Aphorismes consciencieux

Nous sommes les instruments spatio-temporels de l'Être.

La conscience est le pire instrument qui soit car il est absolument infus. Ça ne résonne qu'à l'intérieur, en vase absolument clos.

La conscience est comme un cœur d'étoile. Elle s'effondre sur elle-même, sur ce néant sans bord au cœur vacant; et dans la chute indéfinie s'effile tout espoir.


Source musicale:


samedi 8 février 2020

Sur la petite scène

Plus grande entrée dans le journal. C'est que ma vie n'a rien à dire de neuf. J'ai bien compris que je n'étais rien, rien que le monde qui s'apparaît par mon interface singulière. Je ne suis qu'un outil commode qui trace des symboles sur l'indétermination primordiale.

Je suis le paradoxe de l'infime fragment qui veut redessiner le tout et le comprendre en soi comme chose donnée par lui.

Maintenant, je n'ai plus grande attente. Je me laisse prendre indolent. J'écris les impressions qui me traversent, les fulgurances de vérité qui n'en seront pourtant jamais. C'est le théorème d'une conscience enclavée qui produit ses propositions littéraires enflammées, lettres d'amour au monde jusque dans la haine qui consume.

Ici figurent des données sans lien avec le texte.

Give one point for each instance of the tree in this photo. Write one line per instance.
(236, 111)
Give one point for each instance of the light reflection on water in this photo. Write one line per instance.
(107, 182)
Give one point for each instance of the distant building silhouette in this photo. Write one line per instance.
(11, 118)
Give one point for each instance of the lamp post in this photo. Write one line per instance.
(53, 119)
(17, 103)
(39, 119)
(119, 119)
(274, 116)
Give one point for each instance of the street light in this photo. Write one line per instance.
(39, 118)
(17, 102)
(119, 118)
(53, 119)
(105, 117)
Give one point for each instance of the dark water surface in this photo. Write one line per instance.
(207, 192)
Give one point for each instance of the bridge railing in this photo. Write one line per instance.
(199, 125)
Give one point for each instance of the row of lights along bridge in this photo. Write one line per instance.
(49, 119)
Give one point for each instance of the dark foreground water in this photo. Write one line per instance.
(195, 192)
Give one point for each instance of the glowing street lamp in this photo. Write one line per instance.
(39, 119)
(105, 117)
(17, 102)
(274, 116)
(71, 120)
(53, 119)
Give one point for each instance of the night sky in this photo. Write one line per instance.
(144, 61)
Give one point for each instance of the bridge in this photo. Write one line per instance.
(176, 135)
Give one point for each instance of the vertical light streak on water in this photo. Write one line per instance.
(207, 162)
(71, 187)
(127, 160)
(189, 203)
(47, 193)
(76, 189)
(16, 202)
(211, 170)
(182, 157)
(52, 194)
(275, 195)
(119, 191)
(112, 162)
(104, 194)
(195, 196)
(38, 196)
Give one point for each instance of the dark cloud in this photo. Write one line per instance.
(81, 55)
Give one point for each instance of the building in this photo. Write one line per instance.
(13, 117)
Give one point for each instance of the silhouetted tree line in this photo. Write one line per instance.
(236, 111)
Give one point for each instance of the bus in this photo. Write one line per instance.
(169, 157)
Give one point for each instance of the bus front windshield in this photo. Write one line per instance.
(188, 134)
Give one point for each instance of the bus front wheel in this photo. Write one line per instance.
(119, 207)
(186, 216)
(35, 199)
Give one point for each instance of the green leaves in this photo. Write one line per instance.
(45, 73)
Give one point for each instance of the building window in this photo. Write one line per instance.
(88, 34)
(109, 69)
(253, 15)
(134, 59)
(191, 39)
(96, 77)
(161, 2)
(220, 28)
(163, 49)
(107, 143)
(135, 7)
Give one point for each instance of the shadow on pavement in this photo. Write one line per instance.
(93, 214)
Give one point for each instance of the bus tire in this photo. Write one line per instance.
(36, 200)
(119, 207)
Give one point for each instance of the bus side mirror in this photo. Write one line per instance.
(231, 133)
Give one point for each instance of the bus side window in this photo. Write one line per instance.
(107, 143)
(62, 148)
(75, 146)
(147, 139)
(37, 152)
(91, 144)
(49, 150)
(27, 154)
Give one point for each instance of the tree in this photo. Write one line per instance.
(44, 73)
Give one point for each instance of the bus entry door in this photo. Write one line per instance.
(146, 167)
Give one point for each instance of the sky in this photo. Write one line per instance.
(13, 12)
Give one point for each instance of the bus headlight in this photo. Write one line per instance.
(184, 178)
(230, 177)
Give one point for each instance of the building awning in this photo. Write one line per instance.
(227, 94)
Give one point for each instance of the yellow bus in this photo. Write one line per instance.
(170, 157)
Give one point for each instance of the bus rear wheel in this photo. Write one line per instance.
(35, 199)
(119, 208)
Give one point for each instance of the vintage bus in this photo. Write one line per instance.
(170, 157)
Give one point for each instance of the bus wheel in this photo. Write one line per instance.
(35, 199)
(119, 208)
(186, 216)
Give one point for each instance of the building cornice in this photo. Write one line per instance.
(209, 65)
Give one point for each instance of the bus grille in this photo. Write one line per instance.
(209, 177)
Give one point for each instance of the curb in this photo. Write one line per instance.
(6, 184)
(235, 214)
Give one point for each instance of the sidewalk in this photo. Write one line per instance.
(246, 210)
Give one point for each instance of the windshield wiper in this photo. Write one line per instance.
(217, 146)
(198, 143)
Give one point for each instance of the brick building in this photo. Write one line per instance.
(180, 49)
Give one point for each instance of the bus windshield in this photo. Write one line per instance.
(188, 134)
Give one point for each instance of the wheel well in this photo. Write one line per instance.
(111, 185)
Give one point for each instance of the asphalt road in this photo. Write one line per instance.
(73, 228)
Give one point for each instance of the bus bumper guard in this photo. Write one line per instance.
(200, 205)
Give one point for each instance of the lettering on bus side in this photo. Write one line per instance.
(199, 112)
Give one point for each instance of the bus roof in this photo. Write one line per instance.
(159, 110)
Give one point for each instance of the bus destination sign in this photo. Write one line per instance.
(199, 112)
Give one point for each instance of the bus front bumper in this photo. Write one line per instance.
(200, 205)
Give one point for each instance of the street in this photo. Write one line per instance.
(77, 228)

Se consumer c'est bien. Ça fait passer le temps qui de toute façon doit passer. Et ça passe, ça passe en ajoutant ses unités au grand compteur d'années. Unités-symboles de rien, de tout, d'une différenciation dans le grand écoulement égal des choses. La société construit ses petits ensembles qu'elle ordonne en continuité pour se conter le récit d'exister. Je suis un sous-ensemble de l'ensemble, unité d'innombrables unités qui se défont en sèmes.

Un rythme, une esthétique ontologique, une métaphysique en être.

Les actes seront oubliées. La seule chose qui compte est l'éternité de l'instant vécu, le reste... Finira érodé par l'entropie, l'oscillation deviendra droite, la note aura été jouée.

Je passe emporté au hasard du destin sur un vélo d'enfant, avec des carillons tout plein qui sonnent dans les vents.

Le moment d'avant la question est la formule universelle des réponses.

Je suis d'entre deux lourds silences, comme un bruit nécessaire à son humble existence.

Les choses se taisent même à l'intérieur des sons. Chaque son est entrecoupé de silences entrecoupés de sons.

Je vais me taire plus souvent désormais. Je n'ai plus grand chose à me dire. J'attraperai mon âme instrument capricieux et je jouerai la musique de mon propre espace-temps. Je jouerai encore et encore avant que la lumière s'éteigne.

J'aurai fini ma tâche quand rien n'apparaîtra sur ma petite scène.